After the initial disappointment, Quinlan took the diagnosis in stride.
“I greatly respect Dr. Andrew Engel at the Mayo Clinic,” he says. “He said that while my disease would probably get progressively worse, most people with it live to late adulthood and I could expect to have a pretty full life.
“So knowing that it was progressive was helpful to me—just understanding that the increasing weakness was part of the disease made me more comfortable with what comes.”
Quinlan went on to graduate from the University of Notre Dame and entered the University of Illinois College of Medicine.
“I had a dream of becoming a country doctor,” he recalls. “At that point rural medicine was very underserved, and I was thinking, give me one of those Jeeps, a sheepskin jacket, going to breakfast in the morning and saying hi to your patients—that’s kind of why I went to medical school.”
But reality intervened—“you’re never sure what’s coming around the next corner,” as Quinlan puts it—and he saw that his physical limitations would keep him from such a lifestyle.
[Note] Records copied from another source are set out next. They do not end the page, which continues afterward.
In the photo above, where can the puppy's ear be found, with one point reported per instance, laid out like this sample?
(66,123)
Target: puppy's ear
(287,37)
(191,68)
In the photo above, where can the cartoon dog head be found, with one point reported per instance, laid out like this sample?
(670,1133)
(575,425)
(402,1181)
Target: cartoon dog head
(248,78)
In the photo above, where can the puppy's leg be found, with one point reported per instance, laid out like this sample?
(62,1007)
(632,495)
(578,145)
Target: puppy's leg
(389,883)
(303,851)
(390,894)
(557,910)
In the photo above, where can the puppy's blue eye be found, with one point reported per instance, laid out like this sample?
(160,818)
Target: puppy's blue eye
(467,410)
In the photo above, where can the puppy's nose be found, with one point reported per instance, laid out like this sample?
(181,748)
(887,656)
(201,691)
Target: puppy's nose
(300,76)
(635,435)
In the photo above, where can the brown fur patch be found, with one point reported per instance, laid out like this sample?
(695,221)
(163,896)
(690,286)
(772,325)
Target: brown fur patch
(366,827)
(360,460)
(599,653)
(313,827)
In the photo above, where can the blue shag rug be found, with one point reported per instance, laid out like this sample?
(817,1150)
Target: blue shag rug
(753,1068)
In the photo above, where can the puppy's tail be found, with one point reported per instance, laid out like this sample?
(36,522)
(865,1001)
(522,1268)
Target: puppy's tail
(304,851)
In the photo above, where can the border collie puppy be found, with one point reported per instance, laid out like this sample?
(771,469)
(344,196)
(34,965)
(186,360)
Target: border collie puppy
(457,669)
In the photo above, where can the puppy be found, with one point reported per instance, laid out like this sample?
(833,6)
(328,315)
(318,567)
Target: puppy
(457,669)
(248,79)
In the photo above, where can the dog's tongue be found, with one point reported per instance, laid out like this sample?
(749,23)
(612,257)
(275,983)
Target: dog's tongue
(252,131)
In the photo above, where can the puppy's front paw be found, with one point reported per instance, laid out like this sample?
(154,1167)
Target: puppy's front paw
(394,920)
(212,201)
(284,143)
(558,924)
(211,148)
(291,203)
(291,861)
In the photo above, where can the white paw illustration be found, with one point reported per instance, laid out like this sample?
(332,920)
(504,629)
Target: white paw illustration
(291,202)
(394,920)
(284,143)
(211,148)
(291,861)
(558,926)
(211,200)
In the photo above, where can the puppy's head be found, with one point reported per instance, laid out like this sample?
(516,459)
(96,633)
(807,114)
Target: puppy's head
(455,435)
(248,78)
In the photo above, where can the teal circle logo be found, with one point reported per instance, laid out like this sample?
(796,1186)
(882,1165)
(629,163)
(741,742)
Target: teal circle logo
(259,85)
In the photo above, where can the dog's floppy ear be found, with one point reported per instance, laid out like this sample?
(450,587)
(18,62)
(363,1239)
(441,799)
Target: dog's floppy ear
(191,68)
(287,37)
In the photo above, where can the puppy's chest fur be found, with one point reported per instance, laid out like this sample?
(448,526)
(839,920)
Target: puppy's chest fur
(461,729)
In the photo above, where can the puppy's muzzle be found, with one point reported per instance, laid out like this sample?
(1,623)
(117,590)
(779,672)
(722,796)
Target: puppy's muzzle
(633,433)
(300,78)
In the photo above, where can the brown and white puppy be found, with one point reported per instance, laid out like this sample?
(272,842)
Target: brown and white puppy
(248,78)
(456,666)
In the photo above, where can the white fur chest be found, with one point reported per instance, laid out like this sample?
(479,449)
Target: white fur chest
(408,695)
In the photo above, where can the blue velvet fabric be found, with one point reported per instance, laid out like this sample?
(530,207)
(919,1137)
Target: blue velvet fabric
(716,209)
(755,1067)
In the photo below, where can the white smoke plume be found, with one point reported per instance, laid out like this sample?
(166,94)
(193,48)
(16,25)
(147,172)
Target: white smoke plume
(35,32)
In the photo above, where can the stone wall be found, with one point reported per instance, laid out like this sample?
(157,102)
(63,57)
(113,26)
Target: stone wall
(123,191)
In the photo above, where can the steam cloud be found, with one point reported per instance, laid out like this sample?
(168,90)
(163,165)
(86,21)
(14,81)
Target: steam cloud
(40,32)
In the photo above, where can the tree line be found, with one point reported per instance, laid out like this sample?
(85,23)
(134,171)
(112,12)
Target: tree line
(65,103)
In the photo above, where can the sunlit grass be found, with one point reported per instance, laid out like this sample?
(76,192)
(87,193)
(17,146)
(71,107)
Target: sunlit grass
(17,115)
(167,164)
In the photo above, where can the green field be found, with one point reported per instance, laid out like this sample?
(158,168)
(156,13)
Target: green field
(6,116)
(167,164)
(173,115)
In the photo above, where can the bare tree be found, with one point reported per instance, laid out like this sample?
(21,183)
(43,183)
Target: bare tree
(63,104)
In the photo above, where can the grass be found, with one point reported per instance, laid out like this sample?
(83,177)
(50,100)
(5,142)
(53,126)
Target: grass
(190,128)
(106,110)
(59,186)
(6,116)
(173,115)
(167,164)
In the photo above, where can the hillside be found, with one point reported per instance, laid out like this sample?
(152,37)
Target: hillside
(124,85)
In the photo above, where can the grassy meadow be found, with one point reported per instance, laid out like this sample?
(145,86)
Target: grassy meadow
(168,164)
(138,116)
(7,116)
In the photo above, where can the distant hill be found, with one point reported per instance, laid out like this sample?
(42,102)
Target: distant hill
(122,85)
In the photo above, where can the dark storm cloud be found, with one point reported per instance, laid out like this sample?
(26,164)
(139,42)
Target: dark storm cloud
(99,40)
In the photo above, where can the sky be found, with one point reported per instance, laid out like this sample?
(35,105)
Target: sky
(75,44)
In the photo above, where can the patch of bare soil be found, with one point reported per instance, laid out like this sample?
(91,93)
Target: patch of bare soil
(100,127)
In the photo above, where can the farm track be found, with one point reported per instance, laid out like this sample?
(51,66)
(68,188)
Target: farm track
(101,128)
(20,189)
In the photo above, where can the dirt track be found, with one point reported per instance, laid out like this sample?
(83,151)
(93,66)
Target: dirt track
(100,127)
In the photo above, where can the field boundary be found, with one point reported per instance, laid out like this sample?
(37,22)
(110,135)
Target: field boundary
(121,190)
Inspired by early role models such as Alan McComas, MD, an innovative muscular researcher, and Adrian Upton, MD, a gifted neurologist, he gravitated toward neurology.
“I could see I’d get general clinical skills, I’d be able to pursue an interest in neuromuscular diseases and do research, so then the whole game plan became pretty clear,” he says.
Quinlan interned for one year in medicine at Cook County Hospital in Chicago and completed his neurology residency and two fellowships at the Mayo Clinic. It was at the Mayo Clinic where in 1982 he got to know a resident and UC College of Medicine graduate named Joe Broderick who liked to talk about his hometown of Cincinnati. Five years later, Broderick—always planning to return to his home city—helped lure Quinlan to UC.
“John is not only a terrific specialist in neuromuscular disease, his first-hand experience in living with muscular dystrophy makes him extraordinarily sensitive to the needs of his patients who see in him not just a great physician but someone who walks the road with them,” says Broderick, chair of the neurology department since 2000.
“The best compliment that I can give John is that people soon after meeting him quickly forget that he has physical limitations. I can’t think of a better role model for what it means to be a physician and a human being.”
Quinlan puts his future in simple terms: “I’m not done,” he says.
“We are all different, and we all face different problems. But life has an amazing number of possibilities.
“Even when a disease eliminates 50 percent of the choices, there are still wonderful opportunities out there.”